But according to the Senate report, the key information about al-Kuwait was not obtained using “enhanced interrogation techniques.” The report says it came from an al-Qaeda operative named Hassan Ghul, who was captured in Iraqi Kurdistan. Ghul immediately provided his captures with information: One officer even said he “sang like a tweetie bird.” Ghul told the CIA that Abu Ahmaed al-Kuwaiti was bin Laden’s “closest assistant” and even said he believed bin Laden was living in a house in Pakistan. It was only after Ghul offered this information that the CIA decided to press him further. He was transferred to a “black site” prison, where he was placed in a “hanging” stress position and kep awake for 59 hours straight.
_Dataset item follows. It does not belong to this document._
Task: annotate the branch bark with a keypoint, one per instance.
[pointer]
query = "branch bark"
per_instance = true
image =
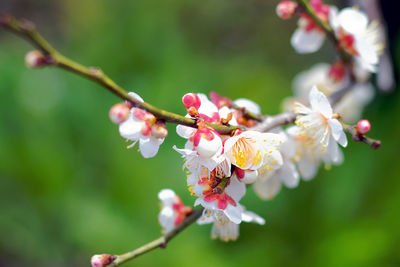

He began hallucinating and gave “no actionable threat information.”

The committee concluded that the CIA had misled the public about the role of torture in locating bin Laden. The report says that most of the “documents, statements and testimony” connecting the use of torture and the bin Landen hunt were “inaccurate and incongruent with C.I.A. records.”

The CIA has pushed back, saying the Senate report overstates the importance of the pre-2003 intelligence from those who were not subjected to harsher interrogation tactics. “That intelligence was insufficient to distinguish Abu Ahmad from many other Bin Ladin associates until additional information from detainees put it into context and allowed us to better understand his true role and potential in the hunt for Bin Ladin,” the agency said. The CIA also asserted that another detainee, Ammar Al Baluchi, was the first to tell them—after being subjected to the harsher interrogations—that Kuawaiti was a courier. But the senate report says Baluchi’s information was not considered a breakthrough because he recanted the information later.

Zero Dark Thirty proves problematic in the face of the new report, though how inaccurate it is seems to depend on whether you ask the Senate committee or the CIA.